Morning Report: 10 April 2015
10th April 2015 By: Ranko Berich
GBP An increasingly rosy economic picture offered little support to sterling yesterday, and GBP weakened against USD amid volatile trading. Uncertainty due to the General election may be weighing on sterling, with conflicting poll results clouding the likely outcome of the election. A survey of 400 companies by the Recruitment and Employment Confederation found that advertised salaries are beginning to increase, good news ahead of next week’s crucial official wage data. Today at 09:30 BST, Manufacturing Production Data will be released together with Construction Output and Industrial Production, providing a good direct look at economic growth.
EUR The euro is once again on the move, with large downwards moves against the dollar seen yesterday and this morning. Asset yields are falling as the European Central Bank’s quantitative easing programme continues, adding to pressure on the euro. Yesterday, German Industrial Production registered a 0.2% increase in February, after contracting in January. Given the euro’s weakness, it is unsurprising that Germany’s Trade Balance rose even further into positives in February, on soaring exports. Political posturing continued over the Greek debt crisis yesterday, as Greece moves to complete a list of reforms that it proposes making in exchange for financing. Negotiations are likely to continue to be antagonistic, given that Greek demands for German war reparations have been poorly received this week.

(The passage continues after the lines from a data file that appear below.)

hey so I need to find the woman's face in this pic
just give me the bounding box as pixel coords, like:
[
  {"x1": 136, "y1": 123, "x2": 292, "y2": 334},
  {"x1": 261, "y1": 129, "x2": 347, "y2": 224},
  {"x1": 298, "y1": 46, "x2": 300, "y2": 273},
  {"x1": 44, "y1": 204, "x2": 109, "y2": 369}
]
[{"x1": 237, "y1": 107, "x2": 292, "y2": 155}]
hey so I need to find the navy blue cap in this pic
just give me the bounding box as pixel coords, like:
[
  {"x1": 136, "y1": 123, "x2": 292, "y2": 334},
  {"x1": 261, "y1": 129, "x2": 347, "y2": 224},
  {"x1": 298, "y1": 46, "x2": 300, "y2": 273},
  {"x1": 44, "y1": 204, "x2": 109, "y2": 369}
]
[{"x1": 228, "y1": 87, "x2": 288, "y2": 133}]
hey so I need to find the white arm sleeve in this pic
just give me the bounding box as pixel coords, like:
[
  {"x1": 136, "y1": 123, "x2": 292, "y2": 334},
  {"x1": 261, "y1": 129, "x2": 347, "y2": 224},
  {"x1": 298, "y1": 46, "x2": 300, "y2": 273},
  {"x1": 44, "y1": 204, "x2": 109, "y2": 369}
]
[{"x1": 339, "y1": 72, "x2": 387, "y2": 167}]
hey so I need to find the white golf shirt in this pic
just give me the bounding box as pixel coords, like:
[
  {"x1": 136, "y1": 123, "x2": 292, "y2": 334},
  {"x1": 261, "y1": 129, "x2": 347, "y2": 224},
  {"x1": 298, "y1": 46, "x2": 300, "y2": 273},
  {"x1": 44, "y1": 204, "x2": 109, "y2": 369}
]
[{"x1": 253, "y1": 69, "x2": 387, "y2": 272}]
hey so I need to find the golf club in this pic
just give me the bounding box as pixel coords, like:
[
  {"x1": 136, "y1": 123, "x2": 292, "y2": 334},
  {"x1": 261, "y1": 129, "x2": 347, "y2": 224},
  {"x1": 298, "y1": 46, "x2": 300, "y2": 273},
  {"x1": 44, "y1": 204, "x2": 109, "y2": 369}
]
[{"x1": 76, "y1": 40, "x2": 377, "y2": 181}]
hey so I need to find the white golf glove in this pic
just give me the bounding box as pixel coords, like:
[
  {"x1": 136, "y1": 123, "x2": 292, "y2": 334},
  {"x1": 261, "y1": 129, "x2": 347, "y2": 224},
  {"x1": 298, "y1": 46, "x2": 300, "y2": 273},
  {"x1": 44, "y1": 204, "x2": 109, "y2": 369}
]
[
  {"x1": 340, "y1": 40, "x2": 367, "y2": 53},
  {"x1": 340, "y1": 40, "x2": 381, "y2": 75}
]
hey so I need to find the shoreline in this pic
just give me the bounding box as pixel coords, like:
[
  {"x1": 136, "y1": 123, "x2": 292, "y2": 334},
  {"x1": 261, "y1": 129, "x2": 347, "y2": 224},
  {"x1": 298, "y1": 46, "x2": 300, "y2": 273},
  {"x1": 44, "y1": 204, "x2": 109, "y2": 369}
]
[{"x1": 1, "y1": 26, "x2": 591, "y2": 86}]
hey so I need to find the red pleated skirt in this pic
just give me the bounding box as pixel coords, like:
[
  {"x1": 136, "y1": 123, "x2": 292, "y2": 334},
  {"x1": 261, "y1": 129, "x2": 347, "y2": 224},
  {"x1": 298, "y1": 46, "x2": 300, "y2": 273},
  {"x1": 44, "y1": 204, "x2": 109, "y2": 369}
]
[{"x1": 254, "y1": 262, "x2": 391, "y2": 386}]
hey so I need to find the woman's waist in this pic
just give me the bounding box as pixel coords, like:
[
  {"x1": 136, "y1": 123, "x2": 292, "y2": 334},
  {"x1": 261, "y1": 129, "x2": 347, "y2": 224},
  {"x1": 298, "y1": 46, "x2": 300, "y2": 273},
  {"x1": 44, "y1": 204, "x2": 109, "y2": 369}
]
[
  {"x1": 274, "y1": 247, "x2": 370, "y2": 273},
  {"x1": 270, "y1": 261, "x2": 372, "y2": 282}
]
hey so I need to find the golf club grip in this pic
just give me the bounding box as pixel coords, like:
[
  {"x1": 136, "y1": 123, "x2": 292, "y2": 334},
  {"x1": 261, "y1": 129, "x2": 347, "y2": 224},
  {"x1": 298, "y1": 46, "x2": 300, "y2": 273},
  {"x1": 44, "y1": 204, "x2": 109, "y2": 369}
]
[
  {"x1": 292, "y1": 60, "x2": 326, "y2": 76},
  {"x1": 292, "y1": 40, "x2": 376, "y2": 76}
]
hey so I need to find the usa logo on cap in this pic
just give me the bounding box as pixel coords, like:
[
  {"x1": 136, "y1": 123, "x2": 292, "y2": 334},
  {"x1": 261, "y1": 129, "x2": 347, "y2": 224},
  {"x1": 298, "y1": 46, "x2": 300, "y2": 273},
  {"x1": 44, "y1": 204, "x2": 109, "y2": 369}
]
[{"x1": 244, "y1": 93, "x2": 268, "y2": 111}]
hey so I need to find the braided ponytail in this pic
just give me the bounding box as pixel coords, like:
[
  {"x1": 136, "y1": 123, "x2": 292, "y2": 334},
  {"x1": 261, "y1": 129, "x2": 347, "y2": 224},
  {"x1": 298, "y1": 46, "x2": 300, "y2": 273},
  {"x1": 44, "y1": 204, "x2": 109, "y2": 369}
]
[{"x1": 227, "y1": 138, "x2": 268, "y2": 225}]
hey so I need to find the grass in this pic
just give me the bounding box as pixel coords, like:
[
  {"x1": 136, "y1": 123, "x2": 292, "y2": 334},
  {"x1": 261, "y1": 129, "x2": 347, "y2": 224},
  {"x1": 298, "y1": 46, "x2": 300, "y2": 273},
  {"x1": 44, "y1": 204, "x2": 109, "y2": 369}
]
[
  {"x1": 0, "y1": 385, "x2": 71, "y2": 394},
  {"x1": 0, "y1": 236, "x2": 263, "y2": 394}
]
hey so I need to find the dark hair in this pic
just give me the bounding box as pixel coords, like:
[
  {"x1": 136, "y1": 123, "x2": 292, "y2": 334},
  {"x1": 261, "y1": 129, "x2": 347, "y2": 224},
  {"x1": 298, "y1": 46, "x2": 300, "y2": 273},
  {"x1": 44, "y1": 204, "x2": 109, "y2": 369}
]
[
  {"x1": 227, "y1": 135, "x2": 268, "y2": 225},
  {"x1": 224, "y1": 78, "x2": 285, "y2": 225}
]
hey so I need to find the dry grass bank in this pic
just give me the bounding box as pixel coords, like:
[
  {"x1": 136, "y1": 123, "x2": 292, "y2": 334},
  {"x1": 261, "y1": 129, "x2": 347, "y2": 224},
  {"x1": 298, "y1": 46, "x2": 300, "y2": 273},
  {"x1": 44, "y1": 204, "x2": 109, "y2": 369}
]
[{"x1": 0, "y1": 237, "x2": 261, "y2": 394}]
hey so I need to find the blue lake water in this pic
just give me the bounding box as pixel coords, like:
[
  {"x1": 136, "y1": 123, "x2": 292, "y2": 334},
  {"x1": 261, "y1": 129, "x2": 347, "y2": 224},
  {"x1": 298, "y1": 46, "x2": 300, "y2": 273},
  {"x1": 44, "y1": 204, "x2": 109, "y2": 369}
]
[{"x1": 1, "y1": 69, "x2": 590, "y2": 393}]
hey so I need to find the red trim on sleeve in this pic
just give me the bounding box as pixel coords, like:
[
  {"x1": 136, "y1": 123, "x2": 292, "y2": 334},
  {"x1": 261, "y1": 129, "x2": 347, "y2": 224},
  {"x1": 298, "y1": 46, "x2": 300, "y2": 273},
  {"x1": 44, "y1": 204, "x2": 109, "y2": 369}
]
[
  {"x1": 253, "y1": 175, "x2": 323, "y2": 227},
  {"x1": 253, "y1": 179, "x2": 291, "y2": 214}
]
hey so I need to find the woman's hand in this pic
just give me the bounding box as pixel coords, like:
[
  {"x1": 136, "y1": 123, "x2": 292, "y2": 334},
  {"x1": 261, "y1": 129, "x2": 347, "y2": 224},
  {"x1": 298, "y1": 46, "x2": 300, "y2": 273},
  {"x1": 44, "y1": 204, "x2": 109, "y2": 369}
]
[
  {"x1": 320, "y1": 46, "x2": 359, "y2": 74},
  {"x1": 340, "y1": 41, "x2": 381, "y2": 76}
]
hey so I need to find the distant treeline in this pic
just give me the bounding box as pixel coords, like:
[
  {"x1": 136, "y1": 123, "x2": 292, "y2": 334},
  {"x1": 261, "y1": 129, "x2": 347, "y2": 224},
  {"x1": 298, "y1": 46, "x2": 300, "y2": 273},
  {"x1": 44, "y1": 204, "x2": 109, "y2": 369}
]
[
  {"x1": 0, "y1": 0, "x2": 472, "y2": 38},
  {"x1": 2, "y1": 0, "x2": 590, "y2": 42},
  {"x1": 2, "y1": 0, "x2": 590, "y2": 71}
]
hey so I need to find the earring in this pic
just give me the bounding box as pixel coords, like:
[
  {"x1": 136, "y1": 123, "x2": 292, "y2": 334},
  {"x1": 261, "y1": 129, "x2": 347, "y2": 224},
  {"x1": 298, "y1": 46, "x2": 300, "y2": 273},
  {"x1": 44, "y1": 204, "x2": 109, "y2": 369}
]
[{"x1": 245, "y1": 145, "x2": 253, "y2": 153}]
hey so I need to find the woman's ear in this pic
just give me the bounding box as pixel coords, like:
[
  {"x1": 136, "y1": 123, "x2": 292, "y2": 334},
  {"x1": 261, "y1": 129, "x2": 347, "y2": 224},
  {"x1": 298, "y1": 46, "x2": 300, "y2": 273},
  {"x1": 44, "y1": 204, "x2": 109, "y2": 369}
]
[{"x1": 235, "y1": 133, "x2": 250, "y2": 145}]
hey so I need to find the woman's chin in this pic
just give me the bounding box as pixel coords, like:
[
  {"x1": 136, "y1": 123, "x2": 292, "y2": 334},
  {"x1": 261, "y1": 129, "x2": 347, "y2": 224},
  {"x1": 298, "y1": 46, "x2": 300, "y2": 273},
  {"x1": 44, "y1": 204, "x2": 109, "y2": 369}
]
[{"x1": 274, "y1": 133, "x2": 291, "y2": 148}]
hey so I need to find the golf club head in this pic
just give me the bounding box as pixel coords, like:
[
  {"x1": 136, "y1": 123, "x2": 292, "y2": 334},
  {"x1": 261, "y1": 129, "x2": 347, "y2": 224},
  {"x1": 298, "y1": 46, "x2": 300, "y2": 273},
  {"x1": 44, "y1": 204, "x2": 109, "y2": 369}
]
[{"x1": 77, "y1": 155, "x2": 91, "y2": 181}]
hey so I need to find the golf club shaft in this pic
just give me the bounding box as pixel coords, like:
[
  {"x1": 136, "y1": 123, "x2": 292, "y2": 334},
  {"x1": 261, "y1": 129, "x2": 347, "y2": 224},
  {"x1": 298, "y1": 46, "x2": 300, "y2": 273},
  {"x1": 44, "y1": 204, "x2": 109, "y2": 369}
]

USD Yesterday saw a move back towards general bullishness on the United States dollar, defying the recent tide of soft data and a Federal Reserve that is now looking less likely to raise rates in June. The US Treasury made its semi-annual report on currency developments, highlighting better domestic economic conditions and a worsening outlook globally. Fiscal stimulus was urged by the Treasury, a measure that is politically untenable in many economies at present. Today at 13:30 BST, the Federal Open Market Committee’s Jeffrey Lacker will speak, and Import Prices for March will be released.

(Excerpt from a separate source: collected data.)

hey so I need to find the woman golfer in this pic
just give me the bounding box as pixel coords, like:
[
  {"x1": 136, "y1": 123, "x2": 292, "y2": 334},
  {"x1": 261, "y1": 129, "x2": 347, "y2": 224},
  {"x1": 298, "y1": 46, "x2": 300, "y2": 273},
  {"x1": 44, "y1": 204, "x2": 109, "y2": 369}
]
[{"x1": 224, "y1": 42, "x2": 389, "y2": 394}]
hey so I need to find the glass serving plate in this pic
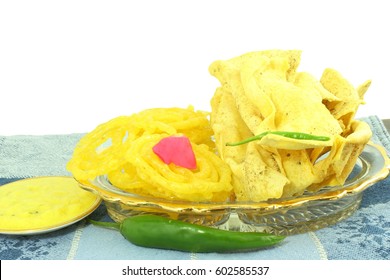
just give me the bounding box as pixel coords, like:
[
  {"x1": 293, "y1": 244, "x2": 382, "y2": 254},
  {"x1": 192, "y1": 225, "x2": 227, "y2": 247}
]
[{"x1": 79, "y1": 142, "x2": 390, "y2": 235}]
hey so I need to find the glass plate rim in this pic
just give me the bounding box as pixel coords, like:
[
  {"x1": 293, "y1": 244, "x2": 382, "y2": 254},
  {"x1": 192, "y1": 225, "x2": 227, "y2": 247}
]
[{"x1": 78, "y1": 142, "x2": 390, "y2": 213}]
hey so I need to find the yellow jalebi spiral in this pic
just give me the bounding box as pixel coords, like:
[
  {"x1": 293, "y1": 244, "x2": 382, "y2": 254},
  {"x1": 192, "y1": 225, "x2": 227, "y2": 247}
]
[
  {"x1": 118, "y1": 134, "x2": 232, "y2": 202},
  {"x1": 67, "y1": 106, "x2": 213, "y2": 181},
  {"x1": 67, "y1": 106, "x2": 232, "y2": 202},
  {"x1": 67, "y1": 116, "x2": 134, "y2": 184},
  {"x1": 131, "y1": 106, "x2": 215, "y2": 147}
]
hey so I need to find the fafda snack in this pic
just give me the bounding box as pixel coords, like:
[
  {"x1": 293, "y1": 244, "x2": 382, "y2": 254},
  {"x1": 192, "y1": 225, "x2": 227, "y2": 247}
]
[
  {"x1": 209, "y1": 49, "x2": 372, "y2": 201},
  {"x1": 67, "y1": 49, "x2": 372, "y2": 203}
]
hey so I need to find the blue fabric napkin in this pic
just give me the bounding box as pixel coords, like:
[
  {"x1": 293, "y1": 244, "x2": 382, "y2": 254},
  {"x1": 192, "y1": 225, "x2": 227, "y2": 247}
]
[{"x1": 1, "y1": 116, "x2": 389, "y2": 260}]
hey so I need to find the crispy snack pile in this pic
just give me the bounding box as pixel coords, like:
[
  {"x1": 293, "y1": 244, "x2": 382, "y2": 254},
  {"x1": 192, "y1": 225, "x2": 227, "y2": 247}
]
[
  {"x1": 68, "y1": 49, "x2": 373, "y2": 203},
  {"x1": 209, "y1": 50, "x2": 372, "y2": 202}
]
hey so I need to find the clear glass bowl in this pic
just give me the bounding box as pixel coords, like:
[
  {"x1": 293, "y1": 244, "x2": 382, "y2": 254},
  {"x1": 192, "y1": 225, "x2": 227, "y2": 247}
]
[{"x1": 78, "y1": 142, "x2": 390, "y2": 235}]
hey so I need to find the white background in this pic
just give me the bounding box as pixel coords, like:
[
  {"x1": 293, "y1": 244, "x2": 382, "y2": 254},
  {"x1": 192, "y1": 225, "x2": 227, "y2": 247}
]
[{"x1": 1, "y1": 0, "x2": 389, "y2": 135}]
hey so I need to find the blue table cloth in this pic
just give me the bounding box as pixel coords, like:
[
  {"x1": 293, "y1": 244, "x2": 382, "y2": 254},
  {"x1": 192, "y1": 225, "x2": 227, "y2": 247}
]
[{"x1": 1, "y1": 116, "x2": 390, "y2": 260}]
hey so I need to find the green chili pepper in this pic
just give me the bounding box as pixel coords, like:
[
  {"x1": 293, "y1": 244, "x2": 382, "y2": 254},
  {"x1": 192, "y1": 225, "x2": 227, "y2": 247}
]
[
  {"x1": 226, "y1": 131, "x2": 331, "y2": 146},
  {"x1": 88, "y1": 215, "x2": 285, "y2": 253}
]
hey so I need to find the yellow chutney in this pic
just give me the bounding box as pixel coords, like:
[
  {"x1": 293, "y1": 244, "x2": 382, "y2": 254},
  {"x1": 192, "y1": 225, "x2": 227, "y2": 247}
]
[{"x1": 0, "y1": 176, "x2": 100, "y2": 232}]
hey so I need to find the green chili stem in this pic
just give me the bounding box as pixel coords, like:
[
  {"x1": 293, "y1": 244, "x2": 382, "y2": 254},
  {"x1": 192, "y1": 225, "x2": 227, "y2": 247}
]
[
  {"x1": 88, "y1": 219, "x2": 121, "y2": 231},
  {"x1": 226, "y1": 131, "x2": 331, "y2": 146}
]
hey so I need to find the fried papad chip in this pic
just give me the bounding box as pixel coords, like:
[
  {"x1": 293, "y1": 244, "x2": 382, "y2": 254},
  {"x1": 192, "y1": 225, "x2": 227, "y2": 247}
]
[
  {"x1": 309, "y1": 120, "x2": 372, "y2": 191},
  {"x1": 210, "y1": 87, "x2": 252, "y2": 162},
  {"x1": 235, "y1": 143, "x2": 288, "y2": 201},
  {"x1": 210, "y1": 50, "x2": 343, "y2": 147},
  {"x1": 320, "y1": 68, "x2": 367, "y2": 131},
  {"x1": 278, "y1": 149, "x2": 317, "y2": 197},
  {"x1": 357, "y1": 80, "x2": 372, "y2": 100},
  {"x1": 209, "y1": 50, "x2": 303, "y2": 135},
  {"x1": 294, "y1": 72, "x2": 341, "y2": 103},
  {"x1": 210, "y1": 50, "x2": 372, "y2": 202},
  {"x1": 221, "y1": 49, "x2": 302, "y2": 82},
  {"x1": 210, "y1": 60, "x2": 268, "y2": 133}
]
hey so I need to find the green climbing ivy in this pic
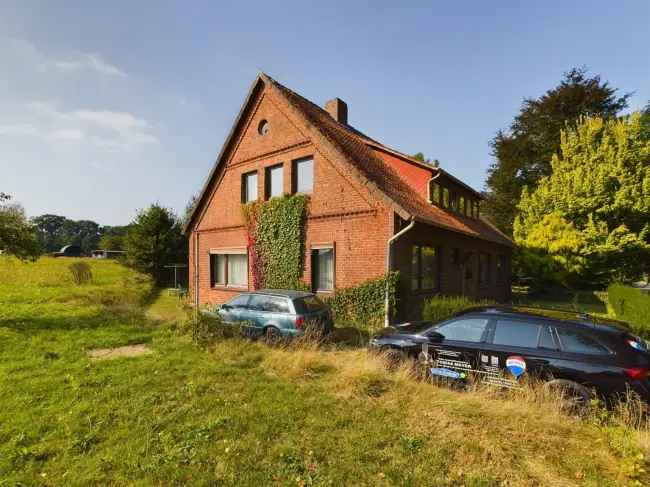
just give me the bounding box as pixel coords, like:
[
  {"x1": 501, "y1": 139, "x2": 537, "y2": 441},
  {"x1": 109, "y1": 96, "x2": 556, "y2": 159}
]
[{"x1": 242, "y1": 194, "x2": 309, "y2": 290}]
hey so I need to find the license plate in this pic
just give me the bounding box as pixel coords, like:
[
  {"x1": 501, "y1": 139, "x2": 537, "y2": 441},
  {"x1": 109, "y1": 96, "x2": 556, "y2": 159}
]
[{"x1": 430, "y1": 367, "x2": 463, "y2": 379}]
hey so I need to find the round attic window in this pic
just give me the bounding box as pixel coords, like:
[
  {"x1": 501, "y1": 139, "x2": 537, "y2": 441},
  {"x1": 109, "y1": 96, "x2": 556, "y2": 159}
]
[{"x1": 258, "y1": 119, "x2": 269, "y2": 136}]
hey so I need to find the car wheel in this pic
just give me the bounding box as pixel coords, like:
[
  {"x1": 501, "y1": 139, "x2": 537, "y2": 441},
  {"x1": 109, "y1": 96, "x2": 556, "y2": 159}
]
[
  {"x1": 264, "y1": 326, "x2": 281, "y2": 345},
  {"x1": 382, "y1": 347, "x2": 413, "y2": 371},
  {"x1": 543, "y1": 379, "x2": 592, "y2": 413}
]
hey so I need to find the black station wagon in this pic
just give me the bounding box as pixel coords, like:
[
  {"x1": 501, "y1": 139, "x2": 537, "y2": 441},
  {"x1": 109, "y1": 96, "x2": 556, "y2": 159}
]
[{"x1": 370, "y1": 306, "x2": 650, "y2": 403}]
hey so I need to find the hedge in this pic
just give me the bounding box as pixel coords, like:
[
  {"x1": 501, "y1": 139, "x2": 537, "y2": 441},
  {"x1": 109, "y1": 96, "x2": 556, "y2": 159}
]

CAD CAD’s volatile ride continued yesterday, driven primarily by crude oil prices. Brent Crude Oil has seen a 6.45% swing in prices this week, as speculation increases that the North American oil market is flooded with supply. Crude oil markets are currently in deep contango, meaning that spot prices are below those on the futures market, encouraging traders to buy oil and store it. With Crude Oil inventories soaring it is possible that spare storage capacity will diminish and further falls in crude prices will ensue. Yesterday’s data showed that Building Permits had fallen 0.9% in February, after plunging 12.3% in January, developments largely related to the freezing winter Canada has experienced. Today at 13:30 BST, Labour Market data including the Employment Change and Unemployment Rate will be released.
- FT. UK salaries rising for skills in short supply: After six years of falling real wages, data published on Friday suggest that advertised salaries are rising quickly in the UK for workers with scarce skills, but across-the-board pay settlements remain subdued.
- FT. Weak UK trade data spark Q1 growth fears: The UK’s trade deficit worsened by far more than expected in February, underscoring the lack of progress in rebalancing the economy towards exports.
- Reuters. Bank of England keeps rates on hold as it awaits inflation signs: The Bank of England kept interest rates at their record low on Thursday as policymakers wait to see whether a tumble in inflation is short-lived or turns into a bigger threat for the British economy.
- Daily Mail. Fears of pre-election hit to UK property market have been overplayed, say analysts: Jefferies upgrades the whole UK residential property sector as “data points to a stronger pre-election housing market than we had anticipated.”